【幕間話-4】 寿は、元婚約者の栄達の裏側で……
天文23年(1554年)12月下旬 遠江国引間 寿
松下家の源左衛門様との婚約が破談になって、もうすぐ3か月になろうとしている。その間、父上はわたしの新しい嫁ぎ先を探しているが……どうやらあまり、上手く行っていないようだ。
「まあ、そなたはまだ16。そう焦る必要はあるまい」
父上は今日もわたしにそう言われて励まされたが……わたしは知っているのだ。1年の間に2度も婚約が破談となったため、足下を見られている事を。侍女の千代が教えてくれたが、此間などはお城に出入りしている商人の後添えではどうかなどとも……。
だったらと、わたしは密かに思うのだ。そのような屈辱を受ける位ならば、初恋の相手である嘉兵衛様の下へと参り、例え浪人暮らしで大変であろうと添い遂げさせてもらえないかと。
「千代……お願いがあるのだけど」
そして、思い立ったら吉日だ。まずは嘉兵衛様が今、どこで何をしているのかを調べなければならないと考えて、わたしは千代にその役目を頼んだ。
「お、お待ちを!そのような事をして、殿の耳に入るようなことがあれば……」
「言う事を訊いてくれないのなら、わたしはこの場で髪を下ろすわよ?そうなったら、あなたは……」
本当はそのような事はしたくないけど、その場合は間違いなく、千代は責任を取らされることになるはずだ。涙目になっているが、きっと幼い弟たちの行く末を考えているに違いない。
「……わかりました。どこまでできるかはわかりませんが、調べるだけ調べてみます……」
「お願いするわ」
情報収集を千代に任せたわたしは、いつでも出立できるように荷物の整理に取り掛かった。何しろ、城を追放された嘉兵衛様はおそらく浪人の身の上だ。共に生きていくにはきっとお金が必要だろうと、金目の物を中心に集めていく。

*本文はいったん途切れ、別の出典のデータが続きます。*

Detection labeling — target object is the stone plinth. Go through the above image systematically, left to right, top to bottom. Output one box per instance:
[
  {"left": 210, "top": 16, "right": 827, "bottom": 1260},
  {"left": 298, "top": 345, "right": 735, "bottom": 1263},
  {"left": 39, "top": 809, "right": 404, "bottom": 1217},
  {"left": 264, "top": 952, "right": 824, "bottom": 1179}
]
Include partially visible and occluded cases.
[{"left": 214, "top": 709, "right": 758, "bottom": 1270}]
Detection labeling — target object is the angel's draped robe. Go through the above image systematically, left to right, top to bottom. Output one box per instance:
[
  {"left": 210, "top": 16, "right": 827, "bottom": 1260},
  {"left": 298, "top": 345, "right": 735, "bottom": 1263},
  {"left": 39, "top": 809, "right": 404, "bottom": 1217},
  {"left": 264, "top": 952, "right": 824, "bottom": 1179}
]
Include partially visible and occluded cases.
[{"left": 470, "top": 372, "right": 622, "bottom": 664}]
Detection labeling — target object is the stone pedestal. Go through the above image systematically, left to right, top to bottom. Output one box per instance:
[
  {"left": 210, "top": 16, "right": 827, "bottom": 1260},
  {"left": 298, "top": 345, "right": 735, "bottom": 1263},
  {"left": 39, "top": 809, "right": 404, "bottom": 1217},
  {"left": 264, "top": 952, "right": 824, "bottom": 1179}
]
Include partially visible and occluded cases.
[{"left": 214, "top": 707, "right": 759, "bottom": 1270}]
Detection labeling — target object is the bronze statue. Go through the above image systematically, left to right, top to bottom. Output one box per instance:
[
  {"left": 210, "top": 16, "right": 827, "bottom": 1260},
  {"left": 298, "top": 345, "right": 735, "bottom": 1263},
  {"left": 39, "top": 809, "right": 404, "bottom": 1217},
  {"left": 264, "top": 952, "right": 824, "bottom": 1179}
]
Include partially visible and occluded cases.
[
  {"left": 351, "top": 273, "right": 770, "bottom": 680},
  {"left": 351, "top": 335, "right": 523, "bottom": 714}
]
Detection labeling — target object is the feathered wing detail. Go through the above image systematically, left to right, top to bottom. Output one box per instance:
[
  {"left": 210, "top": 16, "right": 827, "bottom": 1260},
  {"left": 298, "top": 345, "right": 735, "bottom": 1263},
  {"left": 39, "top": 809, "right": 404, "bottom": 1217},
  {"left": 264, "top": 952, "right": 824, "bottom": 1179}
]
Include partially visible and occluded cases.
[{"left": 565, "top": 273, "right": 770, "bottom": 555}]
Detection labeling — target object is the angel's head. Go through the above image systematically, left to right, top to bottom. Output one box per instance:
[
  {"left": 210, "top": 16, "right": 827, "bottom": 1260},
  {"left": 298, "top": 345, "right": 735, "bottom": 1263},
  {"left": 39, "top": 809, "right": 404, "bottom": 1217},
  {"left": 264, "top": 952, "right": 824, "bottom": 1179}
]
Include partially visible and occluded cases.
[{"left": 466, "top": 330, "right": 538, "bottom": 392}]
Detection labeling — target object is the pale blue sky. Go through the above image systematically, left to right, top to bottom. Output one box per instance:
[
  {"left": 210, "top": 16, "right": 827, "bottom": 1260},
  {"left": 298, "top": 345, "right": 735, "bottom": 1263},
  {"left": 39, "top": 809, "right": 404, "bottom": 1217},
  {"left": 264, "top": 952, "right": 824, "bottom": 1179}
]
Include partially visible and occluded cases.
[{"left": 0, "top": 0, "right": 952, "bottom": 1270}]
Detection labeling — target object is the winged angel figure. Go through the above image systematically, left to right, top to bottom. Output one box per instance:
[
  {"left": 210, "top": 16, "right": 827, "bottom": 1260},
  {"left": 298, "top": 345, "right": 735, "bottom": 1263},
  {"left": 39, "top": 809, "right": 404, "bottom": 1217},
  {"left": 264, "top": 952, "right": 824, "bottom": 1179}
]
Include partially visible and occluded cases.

しかし、ほどなくして大きな足音がこちらに近づいてくることを知り、作業を中断した。現れたのは……千代を引き連れた父上だった。
「寿!千代から話を聞いたが、おまえ、嘉兵衛殿の下に行きたいと言ったそうだな!!」
おのれ、この裏切り者……と千代を睨んだが、それをここで言い出しても仕方がない事はわたしも理解している。だから、「そうです」と正直に答えた。
すると、そんなわたしを前に父上は大きなため息を吐かれて、まずは座られた。そして、つられて座ったわたしに告げたのだ。今更駆け付けたところでもう手遅れだと。
「父上……手遅れとは?」
もしや、すでにこの世の方ではないというのかしら?あり得ない話ではない。浪人となったからには収入はないし、どこかの国で餓死していても……不思議ではないのだ。
しかし、父上はわたしの思惑とは真逆の答えを告げてきた。それは、この引間の北にある井伊谷を治める井伊家に仕えた嘉兵衛様は、今では殿様の一人娘と婚約したのだと。
「うそ……でしょう?」
「真の話だ。3か月前、若殿様の婚儀で澄酒が振舞われたと言ったであろう?あれは瀬戸屋という商人から購入した物だったが……どうやら、作り出したのは嘉兵衛殿だったようでな……」
その上で父上は話を続けられた。その売り上げで井伊家の財政を立て直した功績が認められて、勘定奉行となった嘉兵衛様に井伊のお殿様は娘を嫁がせることにしたようだと。
「そ、それじゃあ……わたしはどうしたら……」
「焦るな、お寿。来年こそ必ず、良き縁談を見つけて来るゆえ、もうしばらく待て」
良き縁談って……本当に見つけて来られるのだろうか?
「父上……それは、せめて我が家と同格以上の武家の正室ですよね?」
「そ、それは……」
あ……目を逸らした。ならば、やはり期待はできそうにない。
「父上、それならば……」
わたしは提案した。それならば、やはり嘉兵衛様の下に行かせてもらいたいと。
「しかし、あちらは井伊家の姫君を娶られると……」
「何も正室でとは申しません!勘定奉行として成功なされているのでしょう?だったら、側室ならば……と思いませんか?」
太った商人の後添えになるくらいなら、その方が全然マシだ。それに、お姫様との間に跡取り息子ができるとは限らぬわけだし……まだまだ一発逆転の目は残っているとわたしは思うのだ!